Hoje já adulto, Paulo Simão não se sente revoltado e aceita a doença - “que remédio”, diz o jovem – e chega mesmo a brincar com isso. Tem inclusive uma página na internet onde conta a sua história http://o-olhar.weebly.com. Pode também ser seguido no facebook https://www.facebook.com/psimao1987?fref=ts.
“Os meus colegas de trabalho respeitam-me e gostam de mim tal como eu sou. Hoje em dia já há mais informação. As pessoas são mais civilizadas e aceitam-nos melhor. Eu olho para mim e vejo um rapaz normal. Habituamo-nos a olhar-nos todos os dias e não conseguimos ver os nossos defeitos” ”, comenta.
Na opinião de José Pereira Albino esta não é uma doença que provoque uma incapacidade física marcada. “É uma situação que origina muita angústia nos pais, mas o desenvolvimento acompanhado e tratado destas crianças permite que na idade adulta a situação seja mais controlada. Contudo, estes doentes têm um sofrimento constante, pois o crescimento e a assimetria dos membros origina dores que se podem associar a anomalias múltiplas, pelo que são doentes com muitas necessidades de apoio, sobretudo nas formas mais exuberantes. Dos doentes que tenho orientado, haverá 10 ou 12 que têm necessidades mais marcadas e que deviam ter apoios mais diferenciados, o que infelizmente nem sempre é possível no nosso país”.
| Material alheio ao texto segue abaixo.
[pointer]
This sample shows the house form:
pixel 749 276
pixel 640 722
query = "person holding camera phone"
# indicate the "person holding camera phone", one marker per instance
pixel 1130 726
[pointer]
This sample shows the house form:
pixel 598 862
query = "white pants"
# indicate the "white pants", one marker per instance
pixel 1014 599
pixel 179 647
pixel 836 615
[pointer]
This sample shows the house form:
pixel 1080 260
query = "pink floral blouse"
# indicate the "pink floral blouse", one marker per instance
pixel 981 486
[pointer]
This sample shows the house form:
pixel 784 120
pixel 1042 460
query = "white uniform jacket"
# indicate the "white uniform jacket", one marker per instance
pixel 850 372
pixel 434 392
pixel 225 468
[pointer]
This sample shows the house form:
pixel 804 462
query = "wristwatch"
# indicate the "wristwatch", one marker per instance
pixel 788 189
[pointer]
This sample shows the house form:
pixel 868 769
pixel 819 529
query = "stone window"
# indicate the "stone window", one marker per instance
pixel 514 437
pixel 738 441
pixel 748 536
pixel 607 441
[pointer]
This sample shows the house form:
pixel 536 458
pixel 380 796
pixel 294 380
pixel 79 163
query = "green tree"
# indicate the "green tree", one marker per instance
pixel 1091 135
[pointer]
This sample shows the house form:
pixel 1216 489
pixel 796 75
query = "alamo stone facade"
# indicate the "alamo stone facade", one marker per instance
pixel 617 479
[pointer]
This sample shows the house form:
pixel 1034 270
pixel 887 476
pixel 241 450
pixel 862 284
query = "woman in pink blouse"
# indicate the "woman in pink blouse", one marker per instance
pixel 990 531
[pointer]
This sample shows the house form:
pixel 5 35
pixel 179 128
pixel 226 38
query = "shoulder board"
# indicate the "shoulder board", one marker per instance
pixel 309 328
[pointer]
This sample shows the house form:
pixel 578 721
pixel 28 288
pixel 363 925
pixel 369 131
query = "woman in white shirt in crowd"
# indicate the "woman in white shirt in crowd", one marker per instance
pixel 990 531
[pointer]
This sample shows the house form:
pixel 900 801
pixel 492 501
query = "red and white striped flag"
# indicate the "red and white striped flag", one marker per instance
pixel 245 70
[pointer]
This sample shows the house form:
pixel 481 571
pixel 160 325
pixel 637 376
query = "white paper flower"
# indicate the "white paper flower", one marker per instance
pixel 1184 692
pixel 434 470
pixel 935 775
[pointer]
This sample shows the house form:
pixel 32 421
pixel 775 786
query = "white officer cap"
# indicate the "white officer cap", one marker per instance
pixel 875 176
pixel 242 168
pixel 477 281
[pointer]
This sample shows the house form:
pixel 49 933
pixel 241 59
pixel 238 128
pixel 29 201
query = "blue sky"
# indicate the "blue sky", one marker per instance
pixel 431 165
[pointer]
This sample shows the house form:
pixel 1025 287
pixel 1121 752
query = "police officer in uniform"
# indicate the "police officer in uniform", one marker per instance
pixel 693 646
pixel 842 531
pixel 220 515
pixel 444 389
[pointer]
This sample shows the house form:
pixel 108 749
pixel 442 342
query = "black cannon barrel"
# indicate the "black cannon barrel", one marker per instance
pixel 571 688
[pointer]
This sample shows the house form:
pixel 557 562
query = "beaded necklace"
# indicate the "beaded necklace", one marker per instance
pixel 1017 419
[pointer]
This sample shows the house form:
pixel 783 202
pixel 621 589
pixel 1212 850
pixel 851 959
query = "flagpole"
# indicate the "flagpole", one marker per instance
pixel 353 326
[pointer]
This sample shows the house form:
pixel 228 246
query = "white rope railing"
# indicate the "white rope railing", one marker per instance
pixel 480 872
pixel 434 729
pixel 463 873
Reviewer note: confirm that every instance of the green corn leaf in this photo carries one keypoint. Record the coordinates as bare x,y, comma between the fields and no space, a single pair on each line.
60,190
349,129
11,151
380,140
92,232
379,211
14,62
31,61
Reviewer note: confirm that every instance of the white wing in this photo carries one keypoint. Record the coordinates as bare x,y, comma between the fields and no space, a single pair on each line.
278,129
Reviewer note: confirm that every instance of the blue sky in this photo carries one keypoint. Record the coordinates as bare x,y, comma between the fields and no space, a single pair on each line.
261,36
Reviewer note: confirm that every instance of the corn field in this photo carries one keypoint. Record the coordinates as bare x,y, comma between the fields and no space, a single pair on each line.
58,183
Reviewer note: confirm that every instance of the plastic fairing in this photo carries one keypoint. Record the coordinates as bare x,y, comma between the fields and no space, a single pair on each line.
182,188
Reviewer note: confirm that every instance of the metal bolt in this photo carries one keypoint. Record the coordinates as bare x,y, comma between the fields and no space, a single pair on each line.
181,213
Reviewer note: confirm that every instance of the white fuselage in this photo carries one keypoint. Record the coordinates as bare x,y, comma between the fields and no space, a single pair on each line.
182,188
Dia Mundial das Doenças Raras
Para assinalar o dia a Aliança Portuguesa de Associações das Doenças Raras promove, a 27 e 28 de Fevereiro, a Conferência Nacional Europlan 2015, na Assembleia da República, iniciativa que visa promover a estratégia nacional para as doenças raras.
Para Marta Jacinto, presidente da Aliança Portuguesa de Associações das Doenças Raras, "é essencial, nomeadamente, a implementação de centros de referência para as doenças raras para melhorar o tempo de diagnóstico, o acompanhamento dos doentes, a formação de profissionais e a investigação".
A Conferência Nacional Europlan é uma iniciativa promovida pela Aliança Portuguesa de Associações das Doenças Raras. “Com esta iniciativa queremos promover a estratégia nacional para as doenças raras e pressionar o governo a traçar um plano de directivas adequado à realidade portuguesa. O nosso país foi um dos primeiros países a aprovar o Plano Nacional para as Doenças Raras. Infelizmente ainda não o implementou, pelo que muitos outros países, anteriormente atrasados, já nos ultrapassaram”, refere Marta Jacinto.